È forte la frattura generazionale nei consumi mediatici
I giovani si muovono con agilità nel sistema della comunicazione digitale, sfruttando più di chiunque altro tutte le opportunità offerte. Secondo i dati Censis, tra gli under 30 la quota di utenti di internet supera il 90%, mentre è ferma al 42,5% tra gli over 65. Più dell’86% dei primi usa lo smartphone, ma lo fa solo il 35% dei secondi. Più del 70% dei giovani è iscritto a Facebook e usa YouTube, contro circa il 20% degli anziani. Più della metà dei giovani consulta i siti web di informazione, contro appena un quinto degli anziani. Quasi il 47% dei primi guarda la web tv, contro appena il 9,5% dei secondi. Oltre il 35% dei giovani ascolta la radio attraverso il telefono cellulare, mentre lo fa solo il 4% dei longevi. Su Twitter c’è un quarto dei giovani e un marginale 3% scarso degli over 65.
Positivo l’uso dei social network in politica per il 47% degli italiani
In merito al ruolo svolto dai social network nella comunicazione politica, secondo il Censis gli italiani si dividono tra fautori e detrattori in due parti quasi uguali.

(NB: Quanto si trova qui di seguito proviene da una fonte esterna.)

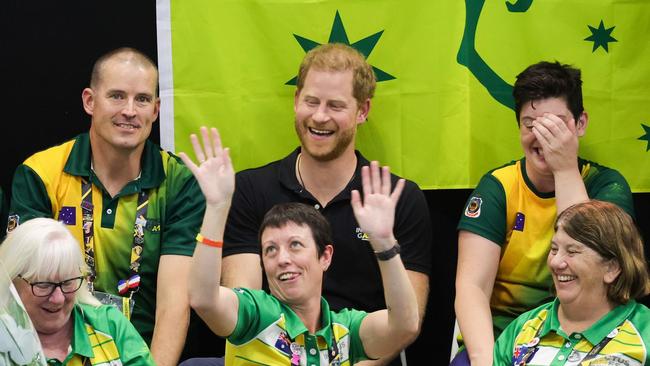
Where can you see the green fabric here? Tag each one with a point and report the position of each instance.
(3, 215)
(49, 183)
(266, 328)
(629, 345)
(520, 219)
(441, 115)
(104, 335)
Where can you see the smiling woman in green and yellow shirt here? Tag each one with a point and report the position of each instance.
(598, 269)
(45, 264)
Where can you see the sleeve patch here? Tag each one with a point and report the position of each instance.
(473, 208)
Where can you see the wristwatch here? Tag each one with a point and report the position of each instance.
(388, 253)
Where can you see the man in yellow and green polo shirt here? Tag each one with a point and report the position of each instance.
(134, 208)
(507, 225)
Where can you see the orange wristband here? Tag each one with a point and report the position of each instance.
(211, 243)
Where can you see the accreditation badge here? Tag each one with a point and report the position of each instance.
(124, 304)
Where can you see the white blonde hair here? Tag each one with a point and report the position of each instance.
(42, 249)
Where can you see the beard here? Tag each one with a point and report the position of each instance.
(340, 144)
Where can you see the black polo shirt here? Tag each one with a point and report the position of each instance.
(353, 279)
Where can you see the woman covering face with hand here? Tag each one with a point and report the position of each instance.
(599, 269)
(46, 266)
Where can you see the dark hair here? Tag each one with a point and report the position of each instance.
(340, 57)
(300, 214)
(124, 54)
(549, 80)
(610, 232)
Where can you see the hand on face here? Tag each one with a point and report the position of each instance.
(376, 214)
(558, 140)
(214, 173)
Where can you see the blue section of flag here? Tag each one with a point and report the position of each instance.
(520, 220)
(67, 215)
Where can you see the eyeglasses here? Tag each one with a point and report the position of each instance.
(43, 289)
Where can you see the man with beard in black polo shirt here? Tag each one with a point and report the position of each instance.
(334, 88)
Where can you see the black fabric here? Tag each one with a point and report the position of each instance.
(353, 279)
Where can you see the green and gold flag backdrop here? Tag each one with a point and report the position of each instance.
(442, 115)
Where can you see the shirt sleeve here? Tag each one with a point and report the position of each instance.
(244, 219)
(485, 211)
(413, 229)
(29, 198)
(184, 211)
(609, 185)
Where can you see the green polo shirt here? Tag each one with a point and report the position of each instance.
(268, 332)
(103, 336)
(628, 325)
(48, 184)
(508, 210)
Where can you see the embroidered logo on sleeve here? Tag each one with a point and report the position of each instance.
(68, 215)
(12, 222)
(473, 208)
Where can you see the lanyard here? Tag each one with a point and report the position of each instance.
(529, 349)
(123, 286)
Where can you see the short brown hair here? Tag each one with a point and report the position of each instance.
(125, 54)
(545, 80)
(302, 215)
(340, 57)
(611, 232)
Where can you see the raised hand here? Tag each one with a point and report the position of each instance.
(376, 214)
(559, 141)
(214, 173)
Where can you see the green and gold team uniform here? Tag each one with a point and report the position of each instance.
(103, 336)
(49, 184)
(506, 209)
(620, 338)
(268, 332)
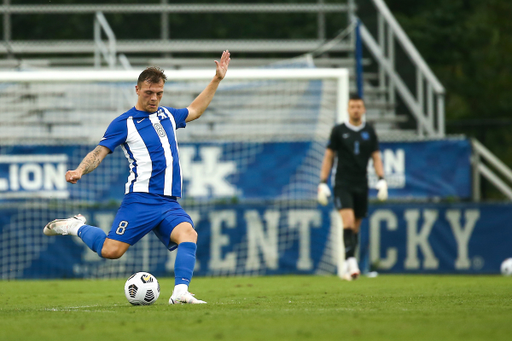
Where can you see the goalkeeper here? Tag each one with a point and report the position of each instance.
(353, 143)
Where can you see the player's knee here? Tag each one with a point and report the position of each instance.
(112, 253)
(190, 235)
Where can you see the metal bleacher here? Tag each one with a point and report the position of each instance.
(396, 109)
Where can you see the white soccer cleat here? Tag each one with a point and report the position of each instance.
(353, 268)
(185, 298)
(62, 226)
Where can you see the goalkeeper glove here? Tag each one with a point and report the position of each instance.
(323, 193)
(382, 188)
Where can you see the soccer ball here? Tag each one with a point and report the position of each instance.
(506, 267)
(142, 288)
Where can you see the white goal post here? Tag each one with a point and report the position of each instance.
(250, 164)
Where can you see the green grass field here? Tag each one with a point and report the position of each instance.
(389, 307)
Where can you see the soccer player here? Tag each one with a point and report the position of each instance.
(353, 143)
(147, 135)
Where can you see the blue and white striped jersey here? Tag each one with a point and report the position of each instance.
(150, 145)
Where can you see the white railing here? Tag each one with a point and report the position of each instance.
(427, 103)
(101, 49)
(480, 153)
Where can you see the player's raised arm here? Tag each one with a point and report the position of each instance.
(90, 162)
(199, 105)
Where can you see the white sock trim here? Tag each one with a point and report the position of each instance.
(180, 289)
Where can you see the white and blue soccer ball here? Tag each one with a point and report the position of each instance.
(142, 288)
(506, 267)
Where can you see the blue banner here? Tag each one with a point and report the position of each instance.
(426, 169)
(245, 171)
(270, 239)
(438, 238)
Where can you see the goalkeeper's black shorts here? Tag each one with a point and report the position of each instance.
(354, 198)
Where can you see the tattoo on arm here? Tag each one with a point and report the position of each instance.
(91, 161)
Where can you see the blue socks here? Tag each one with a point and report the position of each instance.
(93, 237)
(185, 263)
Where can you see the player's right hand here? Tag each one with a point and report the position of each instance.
(73, 176)
(324, 193)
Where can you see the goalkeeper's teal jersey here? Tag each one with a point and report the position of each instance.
(354, 147)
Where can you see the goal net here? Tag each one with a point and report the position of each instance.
(251, 165)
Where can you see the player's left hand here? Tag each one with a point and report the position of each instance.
(222, 66)
(382, 187)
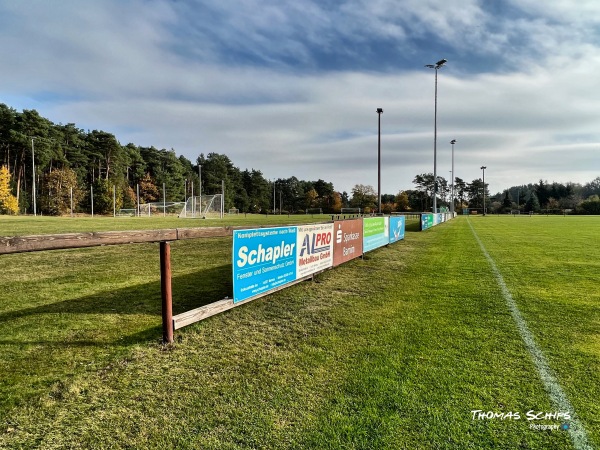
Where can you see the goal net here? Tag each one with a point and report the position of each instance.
(205, 206)
(159, 209)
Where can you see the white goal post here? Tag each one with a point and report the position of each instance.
(203, 206)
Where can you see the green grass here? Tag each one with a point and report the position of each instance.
(393, 351)
(24, 225)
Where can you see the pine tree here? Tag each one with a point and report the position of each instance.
(8, 202)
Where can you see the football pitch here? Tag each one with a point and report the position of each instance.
(482, 332)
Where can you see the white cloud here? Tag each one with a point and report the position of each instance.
(113, 67)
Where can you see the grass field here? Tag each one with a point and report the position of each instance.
(392, 351)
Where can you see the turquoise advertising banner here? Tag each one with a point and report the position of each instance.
(397, 228)
(376, 232)
(263, 259)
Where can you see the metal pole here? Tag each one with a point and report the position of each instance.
(33, 184)
(435, 148)
(483, 169)
(167, 297)
(379, 111)
(453, 141)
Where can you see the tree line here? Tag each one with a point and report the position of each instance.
(62, 162)
(65, 162)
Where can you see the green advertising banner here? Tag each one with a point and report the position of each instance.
(376, 232)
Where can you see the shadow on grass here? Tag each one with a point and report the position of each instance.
(189, 291)
(51, 343)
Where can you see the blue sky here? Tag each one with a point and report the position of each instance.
(291, 87)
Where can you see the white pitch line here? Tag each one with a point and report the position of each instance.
(557, 395)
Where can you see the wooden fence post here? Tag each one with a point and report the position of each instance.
(165, 286)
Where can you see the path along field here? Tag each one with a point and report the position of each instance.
(394, 351)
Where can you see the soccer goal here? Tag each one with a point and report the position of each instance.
(159, 209)
(205, 206)
(126, 212)
(314, 211)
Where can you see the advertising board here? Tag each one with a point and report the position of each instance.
(263, 259)
(397, 228)
(348, 240)
(426, 221)
(376, 232)
(315, 248)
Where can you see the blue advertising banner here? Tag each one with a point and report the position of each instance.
(397, 228)
(263, 259)
(376, 232)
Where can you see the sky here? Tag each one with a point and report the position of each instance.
(291, 88)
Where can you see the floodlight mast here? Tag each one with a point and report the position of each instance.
(379, 112)
(483, 170)
(435, 66)
(452, 142)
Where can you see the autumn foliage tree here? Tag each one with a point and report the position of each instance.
(8, 202)
(57, 188)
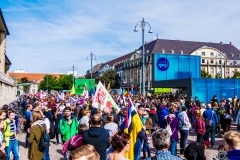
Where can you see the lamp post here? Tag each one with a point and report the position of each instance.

Il 16,8% ritiene che svolgono una funzione preziosa, perché così i politici possono parlare direttamente ai cittadini, senza filtri. Il 30,3% pensa che siano utili, perché in questo modo i cittadini possono dire la loro rivolgendosi direttamente ai politici. Invece, il 23,7% crede che siano inutili, perché le notizie importanti si trovano sui giornali e in tv, il resto è gossip. Infine, il 29,2% è convinto che siano dannosi, perché favoriscono il populismo attraverso le semplificazioni, gli slogan e gli insulti rivolti agli avversari. In sintesi, i giudizi positivi sulla disintermediazione digitale in politica sono espressi da una percentuale che sfiora la metà degli italiani: complessivamente, il 47,1%.
La fine dello star system
Nell’era biomediatica uno vale un divo. Uno degli effetti della disintermediazione digitale è la fine dello star system tradizionale. Con la conseguente rottura del meccanismo di identificazione e proiezione sociale che in passato veniva attivato dalla fascinazione esercitata dal pantheon delle celebrità: prima venerate e oggi smitizzate nel disincanto del mondo. Il divismo aveva impregnato gran parte della cultura di massa del ‘900, legato al medium per eccellenza di quella cultura: il cinema. Oggi la moltitudine dei soggetti, novelli Prometeo dell’era digitale, ha trascinato quel pantheon giù dall’Olimpo. Uno vale un divo: siamo tutti divi. O nessuno, in realtà, lo è più. La metà degli italiani (il 49,5%) è convinta che oggi chiunque possa diventare famoso (tra i giovani under 30 la percentuale sale al 56,1%). Un terzo (il 30,2%) ritiene che la popolarità sui social network sia fondamentale per essere una celebrità (la pensa così il 42,4% dei giovani). Mentre un quarto (il 24,6%) sostiene che semplicemente il divismo non esiste più. E comunque appena un italiano su 10 prende a modello i divi come miti a cui ispirarsi (il 9,9%).